Dinamakan Bopet Rajawali karena dulu Yusuf, sang pendiri, memiliki klub bulutangkis bernama Rajawali. Bopet sendiri berarti rumah makan kecil atau kedai. Mulanya, rumah makan ini berupa kios kecil di Jalan Muhammad Yamin, Padang, pada 1958. Kios yang tak jauh dari Masjid Muhammadiyah ini dibuka pertama kali oleh Yusuf. Awalnya ia hanya berjualan minuman. Kemudian, ada yang menumpang berjualan soto dan gado-gado di kedai itu. Yusuf hanya mengutip potongan harga dari keduanya. Tahun 1970, Yusuf memutuskan pindah berjualan ke rumahnya di Kampung Jawa Dalam, di belakang terminal bus yang sekarang menjadi Plaza Andalas. Waktu itu, Yusuf sudah membuat gado-gado sendiri sedangkan soto masih dibuat orang lain.

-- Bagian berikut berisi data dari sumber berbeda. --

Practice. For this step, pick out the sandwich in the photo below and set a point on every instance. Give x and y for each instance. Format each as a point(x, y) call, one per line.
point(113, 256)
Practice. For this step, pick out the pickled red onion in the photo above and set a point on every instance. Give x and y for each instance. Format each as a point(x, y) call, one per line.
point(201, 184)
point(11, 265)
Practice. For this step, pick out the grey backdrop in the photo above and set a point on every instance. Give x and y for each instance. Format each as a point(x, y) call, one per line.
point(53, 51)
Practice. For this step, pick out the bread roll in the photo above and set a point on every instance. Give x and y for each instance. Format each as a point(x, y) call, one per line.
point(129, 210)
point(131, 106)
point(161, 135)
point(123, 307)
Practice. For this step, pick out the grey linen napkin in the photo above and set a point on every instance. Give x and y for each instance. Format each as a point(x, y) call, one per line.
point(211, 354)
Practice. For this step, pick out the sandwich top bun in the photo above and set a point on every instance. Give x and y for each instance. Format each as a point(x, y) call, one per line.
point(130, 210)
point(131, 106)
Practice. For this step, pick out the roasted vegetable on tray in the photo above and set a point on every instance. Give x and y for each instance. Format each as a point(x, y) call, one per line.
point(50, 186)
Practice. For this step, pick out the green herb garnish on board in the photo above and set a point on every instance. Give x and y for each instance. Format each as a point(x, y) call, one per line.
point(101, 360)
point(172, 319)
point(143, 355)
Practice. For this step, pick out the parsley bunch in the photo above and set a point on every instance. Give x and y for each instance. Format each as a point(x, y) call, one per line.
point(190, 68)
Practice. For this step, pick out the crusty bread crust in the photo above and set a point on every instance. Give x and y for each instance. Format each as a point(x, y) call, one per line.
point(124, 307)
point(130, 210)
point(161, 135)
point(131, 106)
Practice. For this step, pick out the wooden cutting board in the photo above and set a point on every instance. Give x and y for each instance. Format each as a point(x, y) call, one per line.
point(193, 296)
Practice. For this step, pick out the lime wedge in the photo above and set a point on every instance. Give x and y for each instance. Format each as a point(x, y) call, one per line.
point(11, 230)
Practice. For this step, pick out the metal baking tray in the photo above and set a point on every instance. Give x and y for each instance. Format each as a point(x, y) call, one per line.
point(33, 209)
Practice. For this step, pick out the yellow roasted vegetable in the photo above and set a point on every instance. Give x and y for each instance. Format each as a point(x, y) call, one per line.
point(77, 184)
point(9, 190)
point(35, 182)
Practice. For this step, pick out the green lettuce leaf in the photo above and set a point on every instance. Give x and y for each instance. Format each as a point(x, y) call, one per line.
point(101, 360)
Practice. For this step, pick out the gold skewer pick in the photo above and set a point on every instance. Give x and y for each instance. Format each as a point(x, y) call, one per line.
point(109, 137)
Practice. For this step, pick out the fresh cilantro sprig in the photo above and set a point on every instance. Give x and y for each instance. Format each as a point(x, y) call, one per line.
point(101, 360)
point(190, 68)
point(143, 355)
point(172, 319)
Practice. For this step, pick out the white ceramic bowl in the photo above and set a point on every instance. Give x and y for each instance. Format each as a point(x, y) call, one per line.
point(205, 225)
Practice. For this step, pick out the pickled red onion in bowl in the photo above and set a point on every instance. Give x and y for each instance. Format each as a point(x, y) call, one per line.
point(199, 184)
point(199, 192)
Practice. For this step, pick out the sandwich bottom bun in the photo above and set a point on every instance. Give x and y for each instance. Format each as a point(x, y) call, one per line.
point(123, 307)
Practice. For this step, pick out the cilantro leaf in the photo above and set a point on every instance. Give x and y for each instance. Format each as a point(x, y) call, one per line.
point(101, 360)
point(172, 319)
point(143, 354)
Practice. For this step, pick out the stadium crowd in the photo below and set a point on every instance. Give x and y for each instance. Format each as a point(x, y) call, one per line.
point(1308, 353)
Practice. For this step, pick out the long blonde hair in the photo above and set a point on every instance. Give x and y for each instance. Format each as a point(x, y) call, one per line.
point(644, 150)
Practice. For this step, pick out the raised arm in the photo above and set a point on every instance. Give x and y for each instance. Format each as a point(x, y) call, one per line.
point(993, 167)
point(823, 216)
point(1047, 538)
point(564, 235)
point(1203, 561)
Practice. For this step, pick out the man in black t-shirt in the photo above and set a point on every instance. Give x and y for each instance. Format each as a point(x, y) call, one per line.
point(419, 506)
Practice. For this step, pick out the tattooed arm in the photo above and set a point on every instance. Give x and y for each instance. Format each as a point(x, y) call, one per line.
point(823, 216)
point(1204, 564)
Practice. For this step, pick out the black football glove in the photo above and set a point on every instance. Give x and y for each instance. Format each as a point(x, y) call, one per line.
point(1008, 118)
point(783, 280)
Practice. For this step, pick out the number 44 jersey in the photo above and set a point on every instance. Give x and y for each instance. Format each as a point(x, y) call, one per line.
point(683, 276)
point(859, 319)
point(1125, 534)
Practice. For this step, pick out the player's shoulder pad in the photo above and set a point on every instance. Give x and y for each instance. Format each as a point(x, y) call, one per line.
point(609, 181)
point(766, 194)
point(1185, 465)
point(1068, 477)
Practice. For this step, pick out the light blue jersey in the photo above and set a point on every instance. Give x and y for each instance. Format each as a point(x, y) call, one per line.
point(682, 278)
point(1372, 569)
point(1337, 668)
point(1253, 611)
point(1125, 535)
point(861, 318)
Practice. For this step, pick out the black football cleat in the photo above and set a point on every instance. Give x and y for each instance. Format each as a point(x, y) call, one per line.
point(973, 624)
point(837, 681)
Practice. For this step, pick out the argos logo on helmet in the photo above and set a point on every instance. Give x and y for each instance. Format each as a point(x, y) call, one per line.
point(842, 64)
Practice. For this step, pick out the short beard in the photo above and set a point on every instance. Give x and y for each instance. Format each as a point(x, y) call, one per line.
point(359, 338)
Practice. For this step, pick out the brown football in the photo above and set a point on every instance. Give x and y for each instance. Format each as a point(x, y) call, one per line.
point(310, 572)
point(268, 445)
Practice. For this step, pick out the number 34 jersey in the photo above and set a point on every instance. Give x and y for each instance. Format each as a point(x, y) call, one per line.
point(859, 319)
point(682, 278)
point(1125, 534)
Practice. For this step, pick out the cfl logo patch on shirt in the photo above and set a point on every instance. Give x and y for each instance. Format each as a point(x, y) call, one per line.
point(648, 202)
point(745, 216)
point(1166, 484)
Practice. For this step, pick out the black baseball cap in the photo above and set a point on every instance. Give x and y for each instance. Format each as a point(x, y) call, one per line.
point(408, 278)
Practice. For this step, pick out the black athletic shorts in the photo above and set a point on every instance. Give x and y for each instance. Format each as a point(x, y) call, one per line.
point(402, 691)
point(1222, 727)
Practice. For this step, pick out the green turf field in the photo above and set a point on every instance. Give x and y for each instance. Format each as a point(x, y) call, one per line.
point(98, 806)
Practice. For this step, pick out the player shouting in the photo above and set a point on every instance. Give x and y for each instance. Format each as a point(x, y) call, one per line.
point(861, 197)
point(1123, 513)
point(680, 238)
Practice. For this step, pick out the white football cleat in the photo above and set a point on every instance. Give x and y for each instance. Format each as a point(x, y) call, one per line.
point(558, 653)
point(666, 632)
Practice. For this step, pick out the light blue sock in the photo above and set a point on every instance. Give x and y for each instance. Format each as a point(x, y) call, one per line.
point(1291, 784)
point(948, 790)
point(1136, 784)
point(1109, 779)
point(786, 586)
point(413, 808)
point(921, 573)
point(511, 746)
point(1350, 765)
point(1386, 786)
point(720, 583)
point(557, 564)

Sayang, penjual soto seringkali tidak berjualan, sehingga mengecewakan pelanggan. Akhirnya, Yusuf tak lagi bekerja sama dengan tukang soto. Beruntung, saat itu seseorang dari Pariaman bernama Toni mengajari istri Yusuf cara memasak soto. Setelah itu, Yusuf memberanikan berjualan soto sendiri, dan ternyata usahanya makin maju. Namun pada suatu waktu, banyak orang yang datang untuk makan di tempat Yusuf, tapi tak pernah kembali lagi. Ternyata itu karena tempat parkirnya tidak memadai. Banyak mobil pembeli yang sering tersenggol becak hingga membuatnya malas datang lagi. Lalu pada 1991, menantu Yusuf, Ali Khan Abu Bakar Alhajj, yang berbisnis barang antik, bidang transportasi, logistik, dan pengepakan barang, membeli sebuah gudang di Jalan Ir. Juanda 33, Padang. Karena sang menantu merasa sayang bila sampai soto Rajawali yang sudah terkenal ini ditinggalkan orang, akhirnya gudang itu dijadikan cabang rumah makan pada 2001. Ali pun kemudian juga ikut membantu berjualan soto.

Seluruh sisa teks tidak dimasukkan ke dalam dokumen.